Nikola Rakićević

Personal information
- Born: January 14, 1997 (age 28) Smederevska Palanka, FR Yugoslavia
- Nationality: Serbian
- Listed height: 6 ft 5 in (1.96 m)
- Listed weight: 185 lb (84 kg)

Career information
- College: Buffalo (2015–2017)
- NBA draft: 2019: undrafted
- Position: Shooting guard / small forward

Career highlights
- MAC champion (2016); Euroleague IJT champion (2014);

= Nikola Rakićević =

Serbian basketball player

Nikola Rakićević (Никола Ракићевић; born January 14, 1997) is a Serbian professional basketball player. He played college basketball for the Buffalo Bulls.

== Early life ==
Rakićević played basketball for the youth teams of Crvena zvezda from 2012 to 2015. He was a member of the Crvena zvezda U18 team that won the 2014 Euroleague Next Generation tournament. In February 2015, Rakićević participated at the NBA All-Star Basketball Without Borders Global Camp in New York City, NY.

== College career ==
As a freshman, Rakićević appeared in 20 games at the State University of New York at Buffalo in their 2015–16 season. On November 13, 2015, he recorded a career-best seven rebounds in the season opener against Pitt-Bradford. On December 29, he scored a career-high 14 points and added five rebounds against Delaware.

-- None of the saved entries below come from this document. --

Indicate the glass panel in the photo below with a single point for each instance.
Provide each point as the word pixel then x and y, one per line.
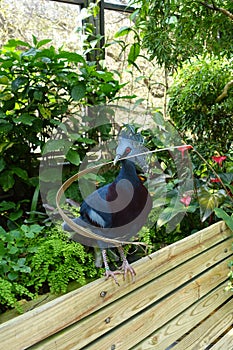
pixel 43 18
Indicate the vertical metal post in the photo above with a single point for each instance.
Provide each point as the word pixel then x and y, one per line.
pixel 97 24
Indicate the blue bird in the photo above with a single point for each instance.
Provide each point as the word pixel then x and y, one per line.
pixel 117 210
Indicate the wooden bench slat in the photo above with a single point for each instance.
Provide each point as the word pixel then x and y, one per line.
pixel 134 303
pixel 141 326
pixel 225 343
pixel 183 323
pixel 209 330
pixel 21 332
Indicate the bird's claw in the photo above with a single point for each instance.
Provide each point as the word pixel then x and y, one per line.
pixel 109 273
pixel 127 267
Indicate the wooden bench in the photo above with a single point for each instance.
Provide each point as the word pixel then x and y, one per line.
pixel 177 302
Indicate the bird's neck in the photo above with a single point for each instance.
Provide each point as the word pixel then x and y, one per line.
pixel 128 171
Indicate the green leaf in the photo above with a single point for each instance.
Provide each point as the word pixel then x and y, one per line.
pixel 169 213
pixel 20 172
pixel 5 126
pixel 27 119
pixel 133 53
pixel 45 112
pixel 18 82
pixel 2 164
pixel 73 157
pixel 12 276
pixel 223 215
pixel 122 31
pixel 13 250
pixel 43 42
pixel 209 200
pixel 16 215
pixel 6 205
pixel 56 145
pixel 78 91
pixel 7 180
pixel 71 56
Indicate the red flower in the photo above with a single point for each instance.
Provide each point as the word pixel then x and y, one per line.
pixel 184 148
pixel 186 200
pixel 215 179
pixel 219 159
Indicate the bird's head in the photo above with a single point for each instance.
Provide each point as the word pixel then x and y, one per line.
pixel 129 143
pixel 123 150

As a sophomore, Rakićević appeared in 21 games in the Bulls' 2016–17 season before missing the final three games and the conference tournament due to a season-ending injury. He made three starts on the year and tied his career high with 14 points at Kent State as he went 6-of-11 from the floor. He had eight points against Ohio and scored four points in seven of his 21 games. He averaged 2.6 points and 1.3 rebounds per game.

Rakićević wasn't in the Bulls rosters for the 2017–18 season. His departure was on medical grounds, primarily with his knee issues. Also, Rakićević was ruled out for the entire 2018–19 season, his senior year.

== International career ==
Rakićević was a member of the Serbian U-16 national basketball team that won the silver medal at the 2013 FIBA Europe Under-16 Championship in Ukraine. Over seven tournament games, he averaged 6 points, 3.3 rebounds and 0.6 assists per game. Also, he was a member of the Serbian U-17 national team that won the bronze medal at the 2014 FIBA Under-17 World Championship in Dubai, UAE. Over seven tournament games, he averaged 12.4 points, 5.7 rebounds and 0.6 assists per game. At the tournament's end, he was named to the All-Tournament Team.

== Career achievements and awards ==
=== Youth level ===
- Euroleague Next Generation tournament champion: 2014
- Euroleague Next Generation Tournament runner-up: 2015

=== College ===
- Mid-American Conference champion: 2016
- Individual
- Mid-American Conference All-Academic First team: 2016–17

===Serbian national team===
- Individual
- 2014 FIBA Under-17 World Championship: All-Tournament Team

== Personal life ==
Rakićević is born in Smederevska Palanka, Serbia, FR Yugoslavia, to Saša and Jasmina. He has one sister.

Rakićević earned his bachelor's degree in business administration from the University at Buffalo in 2019. He was a business office student assistant at the University at Buffalo School of Management from August 2017 until his graduation.